Abstract:

Objective：Establishing mice’s model with ichemia-reperfusion (I/R) kidney injury, drawing bilateral renal cortex to make kidney homogenate, culturing mouse mesenchymal stem cells (mMSCs) with kidney homogenate to simulate acute kidney injury (AKI) microenvironment, and to investigate mMSCs’ differentiation and replication under this microenvironment. Methodology: To make AKI mice models by clamping bilateral renal pedicles 30 minutes and reopening 30 minutes. Then immediately drew bilateral renal cortex to make I/R kidney homogenate supernatant. C57BL/6 mice’s mMSCs had been successfully isolated by percoll density gradient centrifugation and adherence cultivation, their surface markers were identified by flow cytometry. Then P3-mMSCs were treated with different group: Control group (low glucose DMEM medium with 10% fetal bovine serum)，and intervention group (low glucose DMEM medium with 10% fetal bovine serum plus I/R kidney homogenate supernatant ). Each group was incubated for 1d, 3d, 5d, and 7d，morphological changes of these cells were observed by inverted microscope and ultrastructure changes were examined by transmission electron microscope.

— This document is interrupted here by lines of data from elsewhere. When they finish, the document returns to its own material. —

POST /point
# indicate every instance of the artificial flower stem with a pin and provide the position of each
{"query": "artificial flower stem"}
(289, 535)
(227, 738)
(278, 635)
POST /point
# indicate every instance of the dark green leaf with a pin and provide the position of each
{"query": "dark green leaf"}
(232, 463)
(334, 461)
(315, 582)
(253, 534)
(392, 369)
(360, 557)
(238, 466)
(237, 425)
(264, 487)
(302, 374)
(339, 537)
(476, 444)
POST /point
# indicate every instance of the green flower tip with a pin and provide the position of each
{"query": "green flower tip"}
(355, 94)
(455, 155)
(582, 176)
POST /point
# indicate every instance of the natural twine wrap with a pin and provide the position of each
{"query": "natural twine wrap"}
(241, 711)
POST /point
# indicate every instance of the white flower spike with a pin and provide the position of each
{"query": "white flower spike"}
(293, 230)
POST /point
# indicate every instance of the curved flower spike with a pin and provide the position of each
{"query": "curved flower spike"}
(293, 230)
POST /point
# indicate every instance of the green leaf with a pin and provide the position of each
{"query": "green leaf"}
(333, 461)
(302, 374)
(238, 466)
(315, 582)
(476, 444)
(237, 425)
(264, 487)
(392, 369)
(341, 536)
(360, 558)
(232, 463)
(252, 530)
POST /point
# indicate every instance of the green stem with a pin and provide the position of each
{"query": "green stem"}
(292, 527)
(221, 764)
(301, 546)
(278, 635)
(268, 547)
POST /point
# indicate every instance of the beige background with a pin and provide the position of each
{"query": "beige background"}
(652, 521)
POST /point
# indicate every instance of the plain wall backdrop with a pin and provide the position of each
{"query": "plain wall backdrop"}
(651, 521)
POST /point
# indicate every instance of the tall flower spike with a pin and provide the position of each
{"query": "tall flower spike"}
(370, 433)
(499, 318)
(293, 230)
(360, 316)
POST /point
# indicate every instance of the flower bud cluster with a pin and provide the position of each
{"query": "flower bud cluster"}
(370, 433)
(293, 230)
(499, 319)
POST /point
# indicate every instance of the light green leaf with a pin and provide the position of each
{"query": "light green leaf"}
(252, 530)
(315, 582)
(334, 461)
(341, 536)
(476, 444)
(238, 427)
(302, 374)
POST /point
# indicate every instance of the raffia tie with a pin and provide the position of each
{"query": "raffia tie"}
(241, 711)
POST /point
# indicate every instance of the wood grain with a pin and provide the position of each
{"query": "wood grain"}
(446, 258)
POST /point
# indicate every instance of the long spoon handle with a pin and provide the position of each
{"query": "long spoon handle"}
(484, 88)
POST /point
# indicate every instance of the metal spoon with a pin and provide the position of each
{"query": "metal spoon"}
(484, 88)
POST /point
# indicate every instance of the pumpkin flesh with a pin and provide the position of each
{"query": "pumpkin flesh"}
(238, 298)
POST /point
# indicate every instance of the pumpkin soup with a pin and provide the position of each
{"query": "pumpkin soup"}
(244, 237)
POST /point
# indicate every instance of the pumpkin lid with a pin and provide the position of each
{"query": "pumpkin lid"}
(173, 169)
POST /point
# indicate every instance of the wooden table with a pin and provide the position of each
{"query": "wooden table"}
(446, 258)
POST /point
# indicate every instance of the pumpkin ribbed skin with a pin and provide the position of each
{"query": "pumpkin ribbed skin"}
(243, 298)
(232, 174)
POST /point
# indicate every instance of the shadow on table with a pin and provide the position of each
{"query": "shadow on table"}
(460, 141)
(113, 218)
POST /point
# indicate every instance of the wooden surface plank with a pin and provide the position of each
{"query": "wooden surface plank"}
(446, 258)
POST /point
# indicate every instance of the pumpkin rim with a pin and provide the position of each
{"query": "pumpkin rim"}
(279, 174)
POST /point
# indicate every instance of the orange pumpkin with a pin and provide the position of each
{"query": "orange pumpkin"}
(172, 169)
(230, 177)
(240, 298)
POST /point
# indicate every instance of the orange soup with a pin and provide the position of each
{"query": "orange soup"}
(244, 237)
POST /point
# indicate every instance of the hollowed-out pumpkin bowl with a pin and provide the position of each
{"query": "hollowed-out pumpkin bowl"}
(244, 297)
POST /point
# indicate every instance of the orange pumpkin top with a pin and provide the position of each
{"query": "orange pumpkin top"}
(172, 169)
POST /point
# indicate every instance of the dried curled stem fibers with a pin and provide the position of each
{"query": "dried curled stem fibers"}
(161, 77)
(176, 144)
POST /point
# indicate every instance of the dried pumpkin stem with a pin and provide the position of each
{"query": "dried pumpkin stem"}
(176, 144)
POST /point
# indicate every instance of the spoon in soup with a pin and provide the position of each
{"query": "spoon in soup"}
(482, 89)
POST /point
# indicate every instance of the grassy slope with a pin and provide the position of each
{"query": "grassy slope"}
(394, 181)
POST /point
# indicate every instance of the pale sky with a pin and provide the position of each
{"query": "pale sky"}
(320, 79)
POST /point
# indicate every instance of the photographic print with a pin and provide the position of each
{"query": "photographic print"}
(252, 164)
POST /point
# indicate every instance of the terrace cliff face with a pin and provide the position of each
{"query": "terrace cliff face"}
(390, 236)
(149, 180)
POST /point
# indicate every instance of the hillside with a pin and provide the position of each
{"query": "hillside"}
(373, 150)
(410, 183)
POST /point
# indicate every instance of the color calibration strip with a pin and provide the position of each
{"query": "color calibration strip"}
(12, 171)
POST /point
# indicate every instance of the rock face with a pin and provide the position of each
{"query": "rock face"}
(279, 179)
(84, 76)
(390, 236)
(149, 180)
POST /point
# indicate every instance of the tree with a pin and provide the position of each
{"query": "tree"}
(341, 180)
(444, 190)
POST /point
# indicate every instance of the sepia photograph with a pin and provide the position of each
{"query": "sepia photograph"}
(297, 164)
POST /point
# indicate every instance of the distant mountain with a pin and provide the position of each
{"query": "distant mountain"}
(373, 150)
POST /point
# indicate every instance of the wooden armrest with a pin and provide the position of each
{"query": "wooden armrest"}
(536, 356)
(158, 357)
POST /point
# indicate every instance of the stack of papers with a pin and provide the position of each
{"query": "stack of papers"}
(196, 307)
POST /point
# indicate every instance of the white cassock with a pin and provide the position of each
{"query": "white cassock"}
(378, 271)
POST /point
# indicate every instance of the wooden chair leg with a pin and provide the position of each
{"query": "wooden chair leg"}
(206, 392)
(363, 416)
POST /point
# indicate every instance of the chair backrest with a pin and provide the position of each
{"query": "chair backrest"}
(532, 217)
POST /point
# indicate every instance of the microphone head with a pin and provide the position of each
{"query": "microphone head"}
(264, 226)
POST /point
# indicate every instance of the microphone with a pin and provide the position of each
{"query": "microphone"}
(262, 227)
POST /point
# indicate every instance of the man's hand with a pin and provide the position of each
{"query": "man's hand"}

Cytokeratin-18，proliferation of mMSCs，and apoptosis were detected by flow cytometry，CCK-8 and TUNEL respectively. Results: The cells （P3-mMSC） were highly expressed CD29 and CD44, lowly expressed CD34 and CD45. Compared with the control group, the cells of intervention group presented oval shape, and short fusiform on the third day, round shape, oval shape, and short-pang fusiform on the 7th day. At the same time, there were much rough endoplasmic, lysosome, and mitochondria appearing in cytoplasm. There was only trace expression of CK18 in control group, while the expression rate was increased significantly after intervention of the I/R kidney homogenate supernatant. The I/R kidney homogenate supernatant could alleviate the proliferation ability of mMSCs while the apoptosis percentage increased significantly (P<0.01). Conclusion: AKI microenvironment can not only induce mMSCs partially to transfer to renal tubular epithelial-shaping cells，but also induce mMSCs’ apoptosis, weaken their proliferation ability, and as a result, decrease the number of mMSCs that can make trans-differentiation. It may be a reason that renal repair ability of MSCs’transplantation is limited.